Snapshot (computer storage)

Snapshot (computer storage)

In computer systems, a snapshot is the state of a system at a particular point in time. The term was coined as an analogy to that in photography. It can refer to an actual copy of the state of a system or to a capability provided by certain systems.

Contents

Rationale

A full backup of a large data set may take a long time to complete. On multi-tasking or multi-user systems, there may be writes to that data while it is being backed up. This prevents the backup from being atomic and introduces a version skew that may result in data corruption. For example, if a user moves a file into a directory that has already been backed up, then that file would be completely missing on the backup media, since the backup operation had already taken place before the addition of the file. Version skew may also cause corruption with files which change their size or contents underfoot while being read.

One approach to safely backing up live data is to temporarily disable write access to data during the backup, either by stopping the accessing applications or by using the locking API provided by the operating system to enforce exclusive read access. This is tolerable for low-availability systems (on desktop computers and small workgroup servers, on which regular downtime is acceptable). High-availability 24/7 systems, however, cannot bear service stoppages.

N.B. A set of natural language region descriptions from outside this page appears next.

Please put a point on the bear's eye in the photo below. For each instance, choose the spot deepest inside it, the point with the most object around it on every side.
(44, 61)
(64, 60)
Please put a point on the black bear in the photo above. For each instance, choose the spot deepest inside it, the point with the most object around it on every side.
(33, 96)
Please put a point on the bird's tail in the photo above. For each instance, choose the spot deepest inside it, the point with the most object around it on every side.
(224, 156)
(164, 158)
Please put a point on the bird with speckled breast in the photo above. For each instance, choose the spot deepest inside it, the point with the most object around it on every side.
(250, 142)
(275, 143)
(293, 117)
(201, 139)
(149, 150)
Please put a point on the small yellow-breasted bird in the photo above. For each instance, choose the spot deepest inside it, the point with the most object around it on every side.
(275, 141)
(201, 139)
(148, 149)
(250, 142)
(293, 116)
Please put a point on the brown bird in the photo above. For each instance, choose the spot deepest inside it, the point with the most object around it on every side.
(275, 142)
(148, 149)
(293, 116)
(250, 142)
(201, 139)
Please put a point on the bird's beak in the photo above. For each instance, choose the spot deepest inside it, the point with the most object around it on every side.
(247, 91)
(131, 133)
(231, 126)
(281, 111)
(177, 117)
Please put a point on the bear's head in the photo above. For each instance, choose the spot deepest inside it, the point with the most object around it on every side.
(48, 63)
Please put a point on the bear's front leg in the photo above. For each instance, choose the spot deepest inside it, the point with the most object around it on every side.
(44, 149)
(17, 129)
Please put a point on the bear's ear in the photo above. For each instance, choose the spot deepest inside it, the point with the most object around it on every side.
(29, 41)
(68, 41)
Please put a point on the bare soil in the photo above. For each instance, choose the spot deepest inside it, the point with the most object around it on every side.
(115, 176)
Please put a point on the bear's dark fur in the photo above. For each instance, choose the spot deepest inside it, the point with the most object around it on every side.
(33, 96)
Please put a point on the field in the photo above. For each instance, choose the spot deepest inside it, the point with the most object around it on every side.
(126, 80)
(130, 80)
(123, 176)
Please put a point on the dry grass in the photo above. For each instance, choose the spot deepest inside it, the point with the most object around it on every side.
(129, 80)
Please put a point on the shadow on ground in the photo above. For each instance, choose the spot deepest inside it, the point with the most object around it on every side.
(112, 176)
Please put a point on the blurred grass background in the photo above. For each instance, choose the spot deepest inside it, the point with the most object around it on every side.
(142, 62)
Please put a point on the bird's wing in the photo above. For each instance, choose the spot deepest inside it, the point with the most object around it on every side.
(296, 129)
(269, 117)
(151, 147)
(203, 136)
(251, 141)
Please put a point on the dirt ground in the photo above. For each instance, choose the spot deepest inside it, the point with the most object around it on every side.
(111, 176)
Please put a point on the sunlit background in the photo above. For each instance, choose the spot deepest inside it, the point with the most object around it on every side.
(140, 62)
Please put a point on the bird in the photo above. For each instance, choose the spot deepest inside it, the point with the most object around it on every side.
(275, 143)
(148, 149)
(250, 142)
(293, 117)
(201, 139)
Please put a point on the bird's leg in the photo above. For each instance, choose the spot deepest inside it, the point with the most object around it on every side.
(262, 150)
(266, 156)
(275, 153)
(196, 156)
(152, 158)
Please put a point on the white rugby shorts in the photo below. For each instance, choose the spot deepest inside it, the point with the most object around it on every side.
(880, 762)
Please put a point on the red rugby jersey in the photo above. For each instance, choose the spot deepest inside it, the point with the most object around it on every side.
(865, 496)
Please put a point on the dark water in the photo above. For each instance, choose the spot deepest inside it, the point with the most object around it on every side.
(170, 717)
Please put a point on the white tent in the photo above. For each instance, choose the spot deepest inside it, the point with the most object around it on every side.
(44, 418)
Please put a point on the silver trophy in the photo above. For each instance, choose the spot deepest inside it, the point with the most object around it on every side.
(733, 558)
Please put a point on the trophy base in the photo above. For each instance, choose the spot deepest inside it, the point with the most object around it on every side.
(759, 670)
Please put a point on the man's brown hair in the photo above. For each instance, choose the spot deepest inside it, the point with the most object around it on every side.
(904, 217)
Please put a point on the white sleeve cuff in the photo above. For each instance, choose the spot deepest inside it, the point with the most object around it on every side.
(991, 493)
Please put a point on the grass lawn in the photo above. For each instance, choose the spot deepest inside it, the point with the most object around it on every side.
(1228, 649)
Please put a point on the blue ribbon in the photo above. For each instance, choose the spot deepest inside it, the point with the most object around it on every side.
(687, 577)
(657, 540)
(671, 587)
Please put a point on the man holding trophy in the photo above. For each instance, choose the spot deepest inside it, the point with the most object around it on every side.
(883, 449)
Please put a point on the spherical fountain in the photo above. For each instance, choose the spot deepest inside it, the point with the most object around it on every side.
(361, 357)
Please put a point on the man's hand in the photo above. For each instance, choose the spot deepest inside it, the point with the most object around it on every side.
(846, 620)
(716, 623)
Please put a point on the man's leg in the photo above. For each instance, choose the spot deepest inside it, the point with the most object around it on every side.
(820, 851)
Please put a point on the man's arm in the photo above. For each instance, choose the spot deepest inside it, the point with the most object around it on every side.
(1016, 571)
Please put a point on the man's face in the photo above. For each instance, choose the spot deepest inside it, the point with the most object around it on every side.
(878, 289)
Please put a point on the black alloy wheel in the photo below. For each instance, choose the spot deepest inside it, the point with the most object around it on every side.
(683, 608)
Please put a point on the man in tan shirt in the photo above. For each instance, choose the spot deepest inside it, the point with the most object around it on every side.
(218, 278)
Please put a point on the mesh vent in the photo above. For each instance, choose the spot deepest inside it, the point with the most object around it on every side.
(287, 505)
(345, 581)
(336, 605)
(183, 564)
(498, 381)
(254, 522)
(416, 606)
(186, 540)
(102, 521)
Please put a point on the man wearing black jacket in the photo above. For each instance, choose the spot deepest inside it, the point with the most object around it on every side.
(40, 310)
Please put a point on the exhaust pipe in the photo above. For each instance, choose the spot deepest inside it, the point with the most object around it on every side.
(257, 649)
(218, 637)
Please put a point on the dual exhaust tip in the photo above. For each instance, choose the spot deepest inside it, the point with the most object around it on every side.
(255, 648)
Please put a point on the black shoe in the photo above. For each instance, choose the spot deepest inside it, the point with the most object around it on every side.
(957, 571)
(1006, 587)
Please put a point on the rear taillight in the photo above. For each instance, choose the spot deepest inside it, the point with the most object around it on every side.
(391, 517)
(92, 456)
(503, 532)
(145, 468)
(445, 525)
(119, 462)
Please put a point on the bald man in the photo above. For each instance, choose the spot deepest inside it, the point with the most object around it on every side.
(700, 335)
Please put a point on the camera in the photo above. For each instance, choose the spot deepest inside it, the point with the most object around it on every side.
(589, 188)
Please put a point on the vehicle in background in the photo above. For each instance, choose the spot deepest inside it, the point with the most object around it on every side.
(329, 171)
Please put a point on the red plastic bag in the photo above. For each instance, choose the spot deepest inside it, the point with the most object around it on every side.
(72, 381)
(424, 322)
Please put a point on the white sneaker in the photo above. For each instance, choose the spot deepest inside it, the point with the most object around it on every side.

To avoid downtime, high-availability systems may instead perform the backup on a snapshot—a read-only copy of the data set frozen at a point in time—and allow applications to continue writing to their data. Most snapshot implementations are efficient and can create snapshots in O(1). In other words, the time and I/O needed to create the snapshot does not increase with the size of the data set, whereas the same for a direct backup is proportional to the size of the data set. In some systems once the initial snapshot is taken of a data set, subsequent snapshots copy the changed data only, and use a system of pointers to reference the initial snapshot. This method of pointer-based snapshots consumes less disk capacity than if the data set was repeatedly cloned.

Read-write snapshots are sometimes called branching snapshots, because they implicitly create diverging versions of their data. Aside from backups and data recovery, read-write snapshots are frequently used in virtualization, sandboxing and virtual hosting setups because of their usefulness in managing changes to large sets of files.

Implementations

Volume managers

Some Unix systems have snapshot-capable logical volume managers. These implement copy-on-write on entire block devices by copying changed blocks—just before they are to be overwritten—to other storage, thus preserving a self-consistent past image of the block device. Filesystems on this image can later be mounted as if it were on read-only media. Block-level snapshotting is almost always less space-efficient than direct file system support for snapshots.

File systems

Some file systems, such as WAFL[note 1], fossil for Plan 9 from Bell Labs or ODS-5, internally track old versions of files and make snapshots available through a special namespace. Others, like UFS2, provide an operating system API for accessing file histories. In NTFS, access to snapshots is provided by the Volume Shadow-copying Service (VSS) in Windows XP and Windows Server 2003 and Shadow Copy in Windows Vista. Snapshots have also been available in the NSS (Novell Storage Services) file system on NetWare since version 4.11, and more recently on Linux platforms in the Open Enterprise Server product.

On Linux, the Btrfs and OCFS2 file systems support creating snapshots (cloning) of individual files. Additionally, Btrfs also supports the creation of snapshots of subvolumes.

Sun Microsystems ZFS has a hybrid implementation which tracks read-write snapshots at the block level, but makes branched file sets nameable to user applications as "clones".

Time Machine, included in Apple's Mac OS X v10.5 operating system, is not a snapshotting scheme but a system-level incremental backup service: it merely watches mounted volumes for changes and copies changed files periodically to a specially-designated volume using hard links.

In databases

The SQL specification mandates four levels of transaction isolation. In the highest, SERIALIZABLE, a snapshot is implicitly created at the start of every transaction. The backup utilities for many popular SQL databases use this feature to generate self-consistent dumps of table data.

In virtualization

System emulators host a guest operating system in a virtual machine; some (including VMware, VirtualBox, Parallels Desktop, Qemu and Virtual PC) can perform whole-system snapshots by dumping the entire machine state to a backing file and redirecting future guest writes to a second file, which then acts as a copy-on-write table.

Other applications

Software transactional memory is a scheme which applies the same concepts to data structures held only in memory.

See also

Notes

  1. ^ WAFL is not a file system. WAFL is a file layout that provides mechanisms that enable a variety of file systems and technologies that want to access disk blocks.